Related: Chinese Developers Double Down on Australian Property

Upfront costs deterring investment

The survey shows that Chinese buyers are increasingly sensitive to upfront costs.

Western Australia announced an increase in the surcharge for foreign investors, implemented in January this year, increasing from 4 per cent to 7 per cent.

While Queensland increased its surcharge from 3 per cent to 7 per cent.

If stamp duty or upfront costs are kept low (i.e. 5 per cent or less) UBS found that mainland Chinese buyers are relatively insensitive to the upfront cost.

“However, as the rate moves higher, the proportion of consumers who would no longer buy abroad drops away.

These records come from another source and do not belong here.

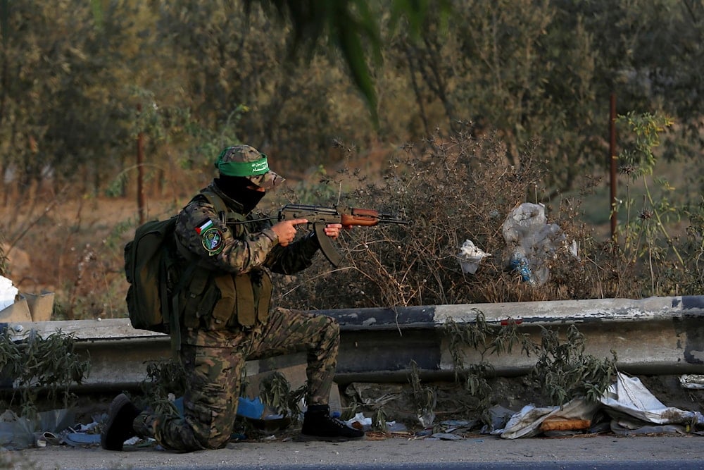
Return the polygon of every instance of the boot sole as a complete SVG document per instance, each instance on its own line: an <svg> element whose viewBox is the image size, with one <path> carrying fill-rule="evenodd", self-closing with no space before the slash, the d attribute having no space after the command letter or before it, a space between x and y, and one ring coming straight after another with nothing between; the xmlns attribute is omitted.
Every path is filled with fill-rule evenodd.
<svg viewBox="0 0 704 470"><path fill-rule="evenodd" d="M124 393L120 393L117 397L113 400L113 402L110 404L110 409L108 411L108 416L110 418L108 419L108 422L106 423L105 427L103 428L103 431L100 433L100 447L103 447L106 450L122 450L122 445L125 440L122 440L119 443L119 445L110 442L114 440L114 436L111 436L111 430L113 428L113 425L115 423L115 419L120 416L120 412L125 407L129 405L131 401L127 396Z"/></svg>

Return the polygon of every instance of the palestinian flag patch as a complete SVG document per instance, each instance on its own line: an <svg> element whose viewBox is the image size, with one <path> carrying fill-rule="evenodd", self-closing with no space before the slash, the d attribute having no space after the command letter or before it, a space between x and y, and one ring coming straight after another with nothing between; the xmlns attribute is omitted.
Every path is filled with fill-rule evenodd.
<svg viewBox="0 0 704 470"><path fill-rule="evenodd" d="M210 219L208 219L200 227L196 227L196 233L197 233L198 235L201 235L201 233L203 231L208 230L212 226L213 226L213 221L211 221Z"/></svg>
<svg viewBox="0 0 704 470"><path fill-rule="evenodd" d="M199 228L202 228L202 225ZM201 243L203 244L203 247L206 249L206 251L211 256L222 251L222 232L218 227L213 226L212 222L210 222L210 225L203 229L201 232L199 232L199 233L201 234Z"/></svg>

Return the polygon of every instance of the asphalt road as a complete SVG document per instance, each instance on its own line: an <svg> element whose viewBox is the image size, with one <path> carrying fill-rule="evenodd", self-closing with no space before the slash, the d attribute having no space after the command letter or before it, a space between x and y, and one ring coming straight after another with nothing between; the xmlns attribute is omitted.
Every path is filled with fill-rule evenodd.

“When upfront costs increases to 12 per cent and above, the current survey suggests a significant increase of potential purchasers (~20 per cent) would no longer buy the property.”


While Chinese buyers have “materially retreated” after driving the apartment supply wave the focus remains on the credit tightening environment post the Royal Commission into the Bank Sector.

“Over the past 12 months we have seen a material reduction in pre-sales which was largely driven by foreign purchasers (in particular Chinese) and domestic investors.

“Recent anecdotes from developers suggest Chinese buying has stabilised and potentially picked up from a very low base.”

UBS believe this reflects a combination of a period of stable stamp duty surcharges (with no further increases announced in the second half of last year) and depreciation in price (in particular AUD equivalent post FX depreciation).

“However, we do not anticipate a return of demand similar to 2016 levels.”